Some economists speculate that we could potentially see 10% inflation not seen since the early 1980s.
My own personal approach to this is to alleviate my dependence on the pump wherever possible. Working from home has saved me on gas expenses for nearly two years now but inflation continues to take a toll in other areas of my pocketbook. As such, I’m looking to take public transportation when I can to offset any considerable transportation costs. Note: this doesn’t help the fact that my car is actually due for an oil change tomorrow.
Another ramification of the increase in oil is the cost of other petroleum-based products. I didn’t realize how many products relied on oil. Here’s an example chart below from the Ranken Energy Corporation.
Wheat, Grains, Oh My
As Ukraine exports wheat, we’ll feel this impact at our local grocery store.

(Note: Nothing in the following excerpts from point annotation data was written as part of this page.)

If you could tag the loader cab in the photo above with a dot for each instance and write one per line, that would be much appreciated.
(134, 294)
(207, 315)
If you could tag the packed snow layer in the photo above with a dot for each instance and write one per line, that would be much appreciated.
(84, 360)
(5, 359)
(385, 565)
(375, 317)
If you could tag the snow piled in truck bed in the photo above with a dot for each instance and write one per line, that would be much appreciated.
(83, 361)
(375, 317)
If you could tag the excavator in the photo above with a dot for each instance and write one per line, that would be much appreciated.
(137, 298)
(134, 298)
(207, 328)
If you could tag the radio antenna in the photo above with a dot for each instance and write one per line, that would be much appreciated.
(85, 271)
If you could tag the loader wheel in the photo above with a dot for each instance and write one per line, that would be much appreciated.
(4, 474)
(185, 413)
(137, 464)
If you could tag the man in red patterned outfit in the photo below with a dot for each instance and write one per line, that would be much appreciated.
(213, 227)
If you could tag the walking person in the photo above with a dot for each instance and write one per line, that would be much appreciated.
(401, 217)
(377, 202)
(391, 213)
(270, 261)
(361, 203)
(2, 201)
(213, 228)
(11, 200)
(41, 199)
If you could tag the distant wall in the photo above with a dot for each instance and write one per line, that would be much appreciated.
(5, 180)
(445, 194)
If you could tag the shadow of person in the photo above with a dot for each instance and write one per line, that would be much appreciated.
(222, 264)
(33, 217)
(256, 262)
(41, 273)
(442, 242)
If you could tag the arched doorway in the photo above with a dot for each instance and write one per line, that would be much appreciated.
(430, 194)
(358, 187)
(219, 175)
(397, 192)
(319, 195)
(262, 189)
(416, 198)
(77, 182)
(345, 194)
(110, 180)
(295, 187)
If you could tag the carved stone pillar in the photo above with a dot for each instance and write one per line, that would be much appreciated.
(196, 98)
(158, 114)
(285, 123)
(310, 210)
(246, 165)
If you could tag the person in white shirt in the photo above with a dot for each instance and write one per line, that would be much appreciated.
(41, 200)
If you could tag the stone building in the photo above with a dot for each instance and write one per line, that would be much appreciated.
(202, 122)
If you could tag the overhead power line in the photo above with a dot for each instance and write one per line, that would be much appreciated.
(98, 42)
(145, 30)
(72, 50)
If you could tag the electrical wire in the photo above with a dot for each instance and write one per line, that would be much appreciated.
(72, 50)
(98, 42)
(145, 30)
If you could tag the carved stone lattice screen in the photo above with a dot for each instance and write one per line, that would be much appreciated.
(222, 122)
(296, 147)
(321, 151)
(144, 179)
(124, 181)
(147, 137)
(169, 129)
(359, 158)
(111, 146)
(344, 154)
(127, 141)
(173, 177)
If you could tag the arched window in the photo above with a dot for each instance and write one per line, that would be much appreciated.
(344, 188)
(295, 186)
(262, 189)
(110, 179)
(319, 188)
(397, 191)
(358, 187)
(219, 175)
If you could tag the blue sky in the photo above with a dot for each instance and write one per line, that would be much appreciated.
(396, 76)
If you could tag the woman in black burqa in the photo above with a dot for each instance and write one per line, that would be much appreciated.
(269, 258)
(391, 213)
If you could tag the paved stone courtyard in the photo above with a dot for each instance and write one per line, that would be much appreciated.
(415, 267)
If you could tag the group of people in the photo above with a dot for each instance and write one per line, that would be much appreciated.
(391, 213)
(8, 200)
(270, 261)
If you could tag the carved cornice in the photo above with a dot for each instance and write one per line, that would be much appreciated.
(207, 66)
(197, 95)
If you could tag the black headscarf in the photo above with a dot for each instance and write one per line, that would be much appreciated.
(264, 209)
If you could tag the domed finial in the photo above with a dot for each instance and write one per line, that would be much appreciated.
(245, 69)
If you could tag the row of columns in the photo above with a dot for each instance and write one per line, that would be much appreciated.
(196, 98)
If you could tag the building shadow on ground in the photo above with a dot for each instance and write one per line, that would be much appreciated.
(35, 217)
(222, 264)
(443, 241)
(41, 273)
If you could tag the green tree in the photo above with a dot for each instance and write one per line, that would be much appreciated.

As I mentioned before, the global economy creates a ripple effect where distance is no longer an issue for problematic economic issues.
With short supply, your local grocery store could see a cost increase with beer, bread, cereal, corn, cooking oils, and seemingly kitchen essentials for survival.
Here is a Washington Post article that does a great job recapping the ordeal.
As a quick note, I want to mention that I do not advocate for stockpiling these goods. It’s worth a mention that stockpiling foods from grocery stores only exacerbates the issue and creates more scarcity for others. This is something we have to deal with as a society and it’s important not to hoard food in order to save a buck.
My Own Predictions
Two things here: Commodity ETFs and Cryptocurrency.
Firstly, I bring up Commodity ETFs as they are now an overweight portion of my diversified portfolio. From the last year, I placed money into commodities as I experienced rapid inflation throughout the year. If prices go up on our common goods, these ETFs will provide returns during harsh inflationary times. The Invesco DB Commodity Index is one of my top performers so far.
Secondly, I bring up cryptocurrency as a means that the world will seek to operate outside of newly created sanctions. As the blockchain produces untraceable means, cryptocurrency may play a larger role than ever in transactional day-to-day exchanges with my prediction of an overall currency increase. My educated guess is that Bitcoin will soar or a new cryptocurrency will take the stage as a day-to-day transactional currency.